Emmie sank into one of the chairs by the crackling fireplace. “Don’t fret. When I have a moment, I’ll send a note back to Landon. I believe Mr. Pershing left at least one shoe behind, and his hat.”

The maid set the emptied portmanteau by the door so it could go back into the attic until they required it again—which would be in just under six weeks when they began the trip up to Cumberland. “I’ve told everyone who’s asked just what you said—that the young ones are a charitable project and we’re all to address them as your children.”

“Thank you.”

“But… Well, I’ve been in your household since you were sixteen, ma’am. I mean to say, it’s none of my affair, but if I had some idea—”

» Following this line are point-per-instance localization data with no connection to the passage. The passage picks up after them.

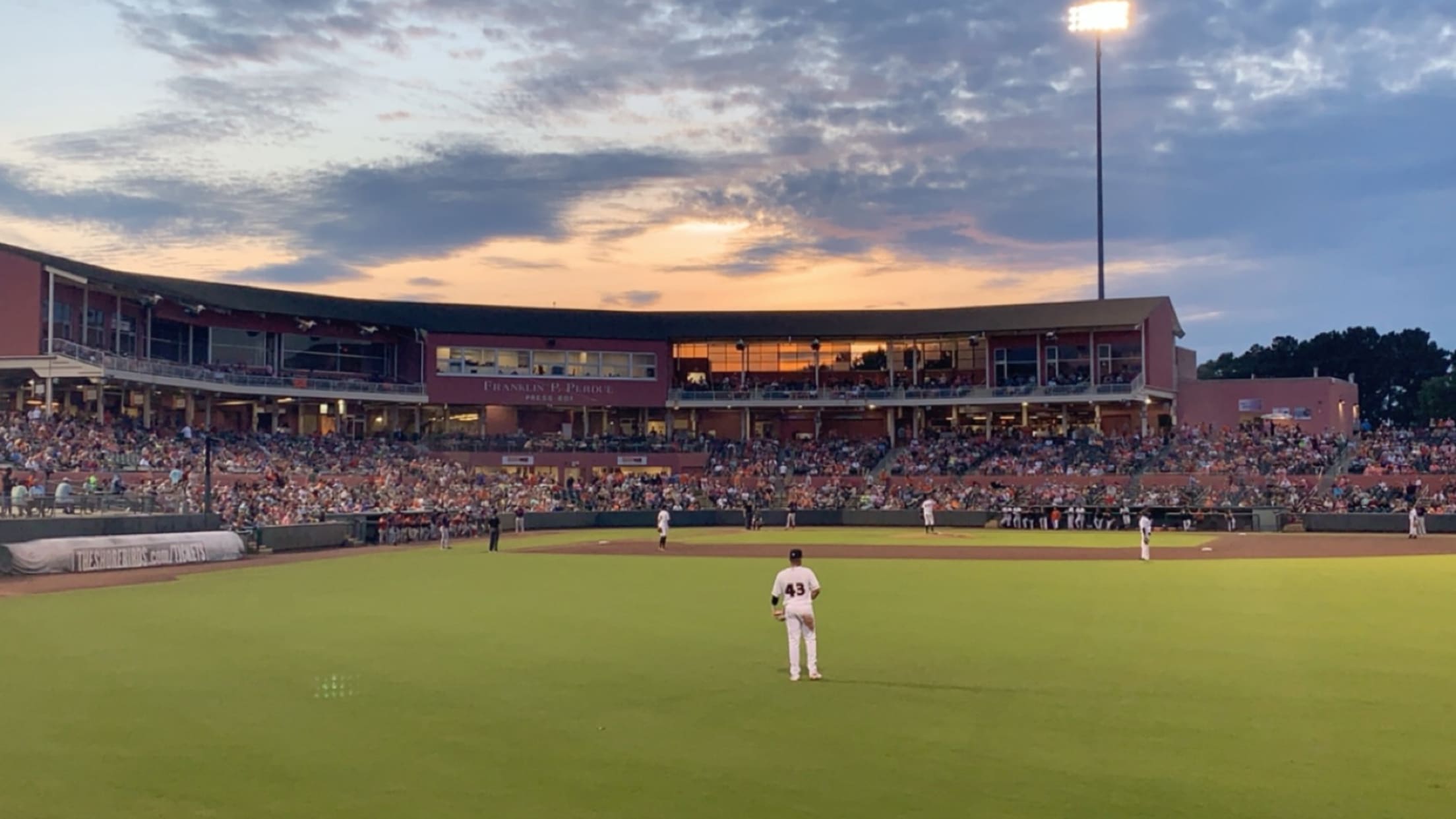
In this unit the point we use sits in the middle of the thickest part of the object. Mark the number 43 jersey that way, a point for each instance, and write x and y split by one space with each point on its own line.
795 586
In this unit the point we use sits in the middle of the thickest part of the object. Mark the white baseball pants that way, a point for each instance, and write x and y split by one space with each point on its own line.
800 630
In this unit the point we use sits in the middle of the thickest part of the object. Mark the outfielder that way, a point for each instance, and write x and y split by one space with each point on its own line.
797 588
664 519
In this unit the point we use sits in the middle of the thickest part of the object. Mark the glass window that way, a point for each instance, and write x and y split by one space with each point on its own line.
644 366
617 365
584 365
238 348
549 363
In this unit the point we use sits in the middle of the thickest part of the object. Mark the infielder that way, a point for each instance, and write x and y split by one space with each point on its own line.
664 519
797 588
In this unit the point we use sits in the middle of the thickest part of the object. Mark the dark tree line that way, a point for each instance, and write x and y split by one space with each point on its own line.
1404 377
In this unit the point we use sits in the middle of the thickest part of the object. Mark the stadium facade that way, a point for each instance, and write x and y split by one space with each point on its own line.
173 351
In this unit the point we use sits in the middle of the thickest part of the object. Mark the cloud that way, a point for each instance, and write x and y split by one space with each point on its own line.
312 270
631 299
201 111
520 264
226 32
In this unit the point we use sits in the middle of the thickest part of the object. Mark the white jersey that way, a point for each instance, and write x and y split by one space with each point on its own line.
795 586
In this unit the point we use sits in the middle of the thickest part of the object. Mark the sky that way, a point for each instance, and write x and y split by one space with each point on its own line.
1276 167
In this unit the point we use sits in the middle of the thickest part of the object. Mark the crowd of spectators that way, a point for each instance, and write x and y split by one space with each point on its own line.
1250 450
1388 450
283 478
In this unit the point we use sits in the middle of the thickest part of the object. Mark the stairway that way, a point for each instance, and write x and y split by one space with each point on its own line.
1340 467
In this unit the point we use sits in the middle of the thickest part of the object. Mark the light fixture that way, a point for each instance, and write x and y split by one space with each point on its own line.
1101 16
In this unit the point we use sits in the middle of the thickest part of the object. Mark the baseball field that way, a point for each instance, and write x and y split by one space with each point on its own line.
586 675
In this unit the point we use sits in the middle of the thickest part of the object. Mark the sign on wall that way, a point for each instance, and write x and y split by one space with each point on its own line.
549 391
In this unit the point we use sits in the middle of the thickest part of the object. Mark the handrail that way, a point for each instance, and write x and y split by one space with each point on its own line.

Ah, that. Of course, all of the servants would have questions, and not a one of them had reason to believe the tale they’d been handed. Of everyone employed there, Hannah and Powell had been at Winnover the longest. The butler had kept her secrets as a young girl, and she had no doubt he and Hannah would do so now. “Would you ask Powell to join us?” she said aloud, folding her hands onto her lap.

“Yes, ma’am.”

Once the maid and the butler had joined her in her bedchamber, she blew out her breath. “Have a seat, why don’t you?” she said, gesturing at the pair of chairs opposite her.

Hannah, looking as if she would rather chew nails, perched herself on the edge of an overstuffed chair. Powell, though, remained stiff-shouldered and on his feet. “I have never sat in the presence of my employers, Mrs. Pershing,” he stated. “If you deem it necessary I shall do so now, but I—”

“No, no,” she interrupted. “Stand if you wish. I—”

Hannah popped to her feet again. “I wish to stand, as well.”